Dogs rely on the use of their mouth for a number of things, from eating to marking to setting boundaries with other dogs, animals, and humans. If you've spent any amount of time with dogs, you're likely familiar with their tendencies to use their tongues to groom themselves or address their wounds.


Dogs lick for a number of additional reasons, including socialization, greeting, self-soothing, and even to stimulate certain bodily functions. Mother dogs will lick their puppies to encourage them to use the bathroom in their early days, and licking as a form of grooming is a trait that dogs carry with them for the rest of their lives.

Dogs licking each other's ears

When cohabitating in packs—whether in the wild or at home with additional pets—dogs will, in most cases, lick each other as an act of affection. Sometimes, dogs will lick one another as a way to say hello or even as an act of submission toward a more dominant canine.

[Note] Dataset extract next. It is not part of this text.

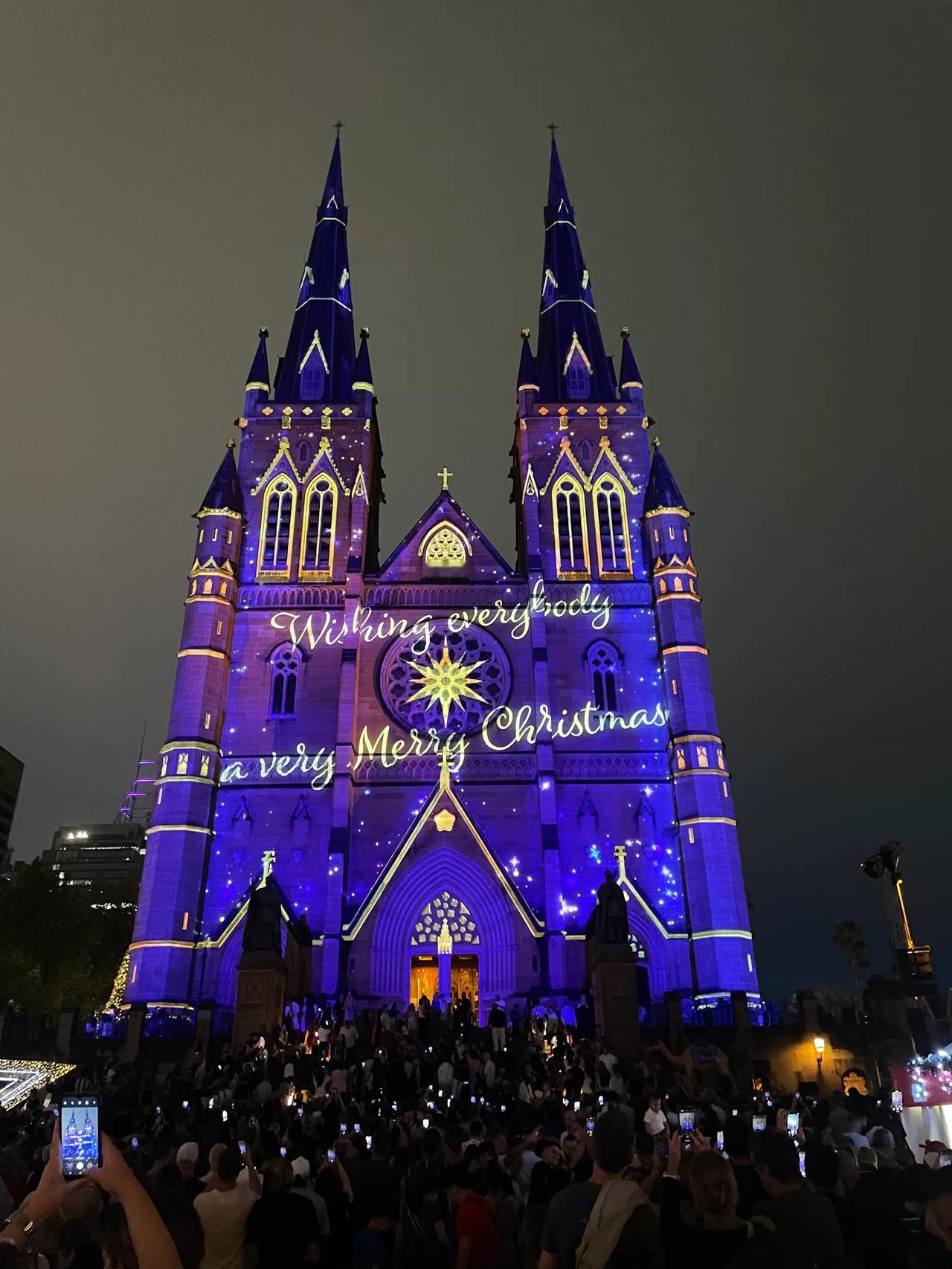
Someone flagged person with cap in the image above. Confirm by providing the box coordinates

Mutual ear licking is often done among dogs with a close, friendly relationship and can even transcend to other members of the household like the family cat or even yourself. So, if you've ever found yourself wondering, "Why is my dog licking behind my ears?" the answer is likely something along the lines of your dog displaying affection toward you.

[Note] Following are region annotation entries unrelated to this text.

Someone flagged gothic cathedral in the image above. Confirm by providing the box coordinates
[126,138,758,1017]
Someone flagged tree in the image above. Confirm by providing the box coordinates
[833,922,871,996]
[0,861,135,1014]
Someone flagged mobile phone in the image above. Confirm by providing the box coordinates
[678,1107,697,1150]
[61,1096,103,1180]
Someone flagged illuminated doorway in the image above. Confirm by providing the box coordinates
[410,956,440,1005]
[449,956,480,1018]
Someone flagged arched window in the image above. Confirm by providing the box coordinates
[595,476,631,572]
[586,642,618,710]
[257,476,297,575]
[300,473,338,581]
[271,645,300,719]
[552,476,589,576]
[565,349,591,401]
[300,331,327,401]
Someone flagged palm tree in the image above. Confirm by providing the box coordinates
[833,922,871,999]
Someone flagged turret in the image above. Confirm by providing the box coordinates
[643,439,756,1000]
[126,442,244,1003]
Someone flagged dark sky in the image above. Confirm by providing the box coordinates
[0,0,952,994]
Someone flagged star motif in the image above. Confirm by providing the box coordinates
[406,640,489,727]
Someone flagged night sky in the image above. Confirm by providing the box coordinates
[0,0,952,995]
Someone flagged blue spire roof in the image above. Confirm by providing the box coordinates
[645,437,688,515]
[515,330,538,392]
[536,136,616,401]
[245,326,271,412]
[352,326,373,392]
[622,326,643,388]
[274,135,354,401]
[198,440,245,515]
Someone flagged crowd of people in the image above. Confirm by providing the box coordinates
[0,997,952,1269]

Additionally, dogs sometimes lick because—and this is not the most adorable answer—ears taste good. You've probably noticed your dog licking your own skin on a hot day when you're sweaty and therefore salty. It is hard to know for sure since it will vary from dog to dog, but sometimes, our canine friends may be drawn to the allure of another dog's ear wax.


When to be concerned

In most cases, dogs licking each other's ears is a healthy and natural behavior that should not ring any alarms. Sometimes, however, licking can indicate an underlying medical issue, be it with the dog being licked or the one doing the licking. Bacterial or fungal infections like a yeast infection can cause a dog to scratch at her own ears. If another dog detects the infection, she may offer a much-needed cleaning inside a place that no dog would be able to reach on her own.

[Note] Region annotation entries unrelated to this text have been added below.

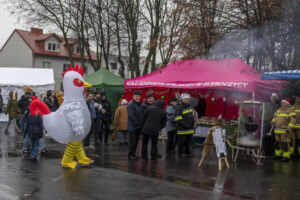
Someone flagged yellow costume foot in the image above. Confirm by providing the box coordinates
[78,157,94,165]
[61,161,77,169]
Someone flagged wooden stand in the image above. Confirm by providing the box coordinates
[198,127,230,171]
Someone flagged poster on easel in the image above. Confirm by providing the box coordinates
[213,128,227,158]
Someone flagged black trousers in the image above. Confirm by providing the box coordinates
[99,120,110,143]
[262,122,275,156]
[167,131,177,151]
[84,120,95,146]
[95,119,103,144]
[128,132,140,157]
[177,134,193,155]
[142,134,158,160]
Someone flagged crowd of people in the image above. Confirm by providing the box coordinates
[0,86,60,161]
[0,84,300,161]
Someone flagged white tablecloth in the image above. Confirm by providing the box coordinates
[194,126,210,137]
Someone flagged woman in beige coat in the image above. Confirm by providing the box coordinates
[114,99,128,145]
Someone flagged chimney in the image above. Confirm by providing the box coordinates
[30,28,43,34]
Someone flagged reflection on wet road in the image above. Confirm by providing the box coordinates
[0,124,300,200]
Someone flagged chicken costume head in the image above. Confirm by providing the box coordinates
[62,65,91,100]
[30,65,93,168]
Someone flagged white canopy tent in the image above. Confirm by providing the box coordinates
[0,67,55,103]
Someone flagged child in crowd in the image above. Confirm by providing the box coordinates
[24,114,44,161]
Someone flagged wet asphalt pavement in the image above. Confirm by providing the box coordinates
[0,123,300,200]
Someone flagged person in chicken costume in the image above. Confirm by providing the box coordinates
[30,65,93,168]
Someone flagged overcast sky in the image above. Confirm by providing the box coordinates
[0,4,24,48]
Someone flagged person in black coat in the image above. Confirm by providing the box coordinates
[127,91,143,160]
[25,114,44,161]
[44,90,58,112]
[141,99,167,161]
[100,91,112,145]
[142,93,155,112]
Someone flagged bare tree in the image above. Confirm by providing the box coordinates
[119,0,141,77]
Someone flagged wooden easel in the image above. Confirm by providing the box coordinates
[198,126,230,171]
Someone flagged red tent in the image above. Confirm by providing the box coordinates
[125,59,282,119]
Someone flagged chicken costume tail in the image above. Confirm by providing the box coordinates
[29,98,51,117]
[61,141,94,169]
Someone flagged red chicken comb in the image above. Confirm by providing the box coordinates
[61,65,83,77]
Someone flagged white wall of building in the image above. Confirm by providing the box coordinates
[0,32,33,67]
[34,55,94,90]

Sometimes, licking can be the symptom of a compulsive disorder in some dogs. Canine acral lick dermatitis occurs when a dog repeatedly licks one area, which can be a response to an underlying condition like an infection, or it may be an attempt to soothe herself during a bout of stress.


If you notice that your dog is licking another dog's ears for an abnormal amount of time or seems to be obsessive or compulsive about seeking out spots to lick, consult your veterinarian immediately to rule out any undiagnosed medical issues.